Pedro Sánchez se ha dado cuenta ya de que tiene los aliados equivocados ahora que toca hablar de las cosas de comer. Su socio de Gobierno, Sumar, no quiere saber nada de más gasto en Defensa y los externos como Podemos o Bildu, abominan sólo ya la idea. ¿Quién puede apoyarle en esta tesitura? Su denostado PP es su única tabla de salvación en este asunto capital. ¿No da qué pensar?
¿Y en qué nos afecta? Hay quien cree que todo este panorama tiene poco que ver con nuestro día a día. Grave error. Todo este mundo mutante nos alcanza de lleno.
El futuro de nuestra industria regional, sobre la que se asienta el bienestar económico de Navarra, se enfrenta a todos estos huracanes. Y, para empezar, la Unión Europea plantea medidas para proteger a una industria en peligro. Es un buen paso porque nos jugamos mucho. En este caso, la del automóvil al primar la producción propia de componentes y baterías para el coche eléctrico. La industria navarra del sector, que pivota alrededor de la planta de VW-Navarra es la que debiera sentir cierto alivio ante las incertidumbres de los aranceles de EEUU y la durísima competencia de China.

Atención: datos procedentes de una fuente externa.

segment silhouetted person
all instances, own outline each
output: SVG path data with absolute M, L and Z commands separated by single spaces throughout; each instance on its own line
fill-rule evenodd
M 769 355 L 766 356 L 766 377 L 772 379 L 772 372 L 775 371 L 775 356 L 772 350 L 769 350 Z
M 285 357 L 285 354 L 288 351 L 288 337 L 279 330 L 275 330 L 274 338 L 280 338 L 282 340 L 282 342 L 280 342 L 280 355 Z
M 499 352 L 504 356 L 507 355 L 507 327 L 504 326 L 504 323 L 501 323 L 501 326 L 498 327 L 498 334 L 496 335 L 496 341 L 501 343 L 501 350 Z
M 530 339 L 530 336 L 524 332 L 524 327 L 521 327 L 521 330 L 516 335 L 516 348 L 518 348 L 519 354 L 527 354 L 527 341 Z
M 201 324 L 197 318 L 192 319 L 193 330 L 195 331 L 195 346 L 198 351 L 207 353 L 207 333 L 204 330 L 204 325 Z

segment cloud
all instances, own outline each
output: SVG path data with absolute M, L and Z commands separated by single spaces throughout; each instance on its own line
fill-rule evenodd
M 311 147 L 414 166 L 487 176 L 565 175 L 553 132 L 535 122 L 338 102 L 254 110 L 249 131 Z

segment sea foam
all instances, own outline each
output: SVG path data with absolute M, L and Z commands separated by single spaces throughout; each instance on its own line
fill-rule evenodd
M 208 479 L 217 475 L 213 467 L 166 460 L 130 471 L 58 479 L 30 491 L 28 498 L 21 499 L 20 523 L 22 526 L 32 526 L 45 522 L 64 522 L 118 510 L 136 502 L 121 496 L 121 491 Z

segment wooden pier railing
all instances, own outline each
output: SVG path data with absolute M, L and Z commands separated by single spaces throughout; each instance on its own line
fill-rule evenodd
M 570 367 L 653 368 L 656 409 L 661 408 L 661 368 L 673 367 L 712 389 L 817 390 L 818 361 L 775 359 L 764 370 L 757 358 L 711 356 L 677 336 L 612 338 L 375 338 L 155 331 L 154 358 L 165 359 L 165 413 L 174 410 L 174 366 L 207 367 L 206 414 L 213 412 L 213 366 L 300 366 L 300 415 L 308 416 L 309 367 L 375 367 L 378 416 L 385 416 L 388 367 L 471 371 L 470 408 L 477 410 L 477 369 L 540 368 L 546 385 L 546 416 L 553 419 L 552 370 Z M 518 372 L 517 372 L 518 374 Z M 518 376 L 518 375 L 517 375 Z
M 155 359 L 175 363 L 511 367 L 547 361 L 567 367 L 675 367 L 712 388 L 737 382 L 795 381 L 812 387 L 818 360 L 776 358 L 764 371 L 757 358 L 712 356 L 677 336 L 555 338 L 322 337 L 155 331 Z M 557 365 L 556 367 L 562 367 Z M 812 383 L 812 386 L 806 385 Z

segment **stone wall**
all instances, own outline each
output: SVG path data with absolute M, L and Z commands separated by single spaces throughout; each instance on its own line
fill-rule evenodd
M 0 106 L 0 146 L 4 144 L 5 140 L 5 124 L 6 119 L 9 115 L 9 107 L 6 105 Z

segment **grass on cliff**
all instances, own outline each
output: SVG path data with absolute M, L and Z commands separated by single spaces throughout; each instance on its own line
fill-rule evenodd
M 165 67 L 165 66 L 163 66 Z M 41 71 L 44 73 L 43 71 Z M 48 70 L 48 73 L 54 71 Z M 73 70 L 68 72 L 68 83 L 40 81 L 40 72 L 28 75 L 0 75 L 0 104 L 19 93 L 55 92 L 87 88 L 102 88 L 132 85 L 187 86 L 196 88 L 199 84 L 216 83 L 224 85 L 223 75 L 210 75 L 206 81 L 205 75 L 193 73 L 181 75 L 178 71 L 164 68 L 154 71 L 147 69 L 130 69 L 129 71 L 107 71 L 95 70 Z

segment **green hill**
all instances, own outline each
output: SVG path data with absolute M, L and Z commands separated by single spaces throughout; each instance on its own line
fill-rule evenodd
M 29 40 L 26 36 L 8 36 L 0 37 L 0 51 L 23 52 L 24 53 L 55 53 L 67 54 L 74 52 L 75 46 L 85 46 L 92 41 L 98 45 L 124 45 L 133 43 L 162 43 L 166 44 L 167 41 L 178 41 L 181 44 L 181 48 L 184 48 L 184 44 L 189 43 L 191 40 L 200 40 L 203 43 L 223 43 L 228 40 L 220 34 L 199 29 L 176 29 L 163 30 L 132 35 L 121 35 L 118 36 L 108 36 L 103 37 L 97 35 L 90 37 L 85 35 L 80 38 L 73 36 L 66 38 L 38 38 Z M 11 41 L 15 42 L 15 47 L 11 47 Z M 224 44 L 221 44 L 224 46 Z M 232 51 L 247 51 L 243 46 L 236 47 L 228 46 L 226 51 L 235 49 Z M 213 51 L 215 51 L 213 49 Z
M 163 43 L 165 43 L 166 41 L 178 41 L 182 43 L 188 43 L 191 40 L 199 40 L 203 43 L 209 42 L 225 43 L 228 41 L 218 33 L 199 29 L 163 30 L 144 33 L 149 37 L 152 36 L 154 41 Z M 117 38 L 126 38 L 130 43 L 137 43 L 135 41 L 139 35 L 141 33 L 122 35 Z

La Defensa pasa a ser una gran prioridad nacional. Y con ella, claro, instalaciones como el polígono de Tiro de Bardenas que sirve de entrenamiento para los aviones militares. La visita que realizó esta semana una comisión del Parlamento foral al polígono de Bardenas ratifica quienes siguen teniendo clara esta realidad estratégica, aunque resulte incómoda. UPN, PSN y PP revalidaron su apoyo al polígono, cuyo contrato de arrendamiento finaliza en 2028 y que rechaza Bildu porque “huele” a Ejército y español. Pues ese es el socio estratégico del PSN. Un contrasentido absurdo pero que en Navarra vivimos todos los días.
Otra derivada. No nos podemos permitir como país el lujo de dejar tirados proyectos como el de Mina Muga de potasa en la zona de Sangüesa-Javier, hoy detenido tras una decisión judicial y a falta de permisos ministeriales. No sólo por la inversión y el empleo que va a generar, sino porque la potasa es un elemento clave para los fertilizantes que usan los agricultores europeos para generar alimentos y su producción depende de los yacimientos de Rusia y Bielorrusia.
La clase política haría bien es comenzar a hacer pedagogía de que este cambio de panorama está encima y nos va a exigir un giro en las prioridades que puede ser doloroso. La seguridad de Europa colocará a cada partido en su lugar y dejará al aire, todavía más, las vergüenzas de las coaliciones fabricadas sólo para seguir en el poder.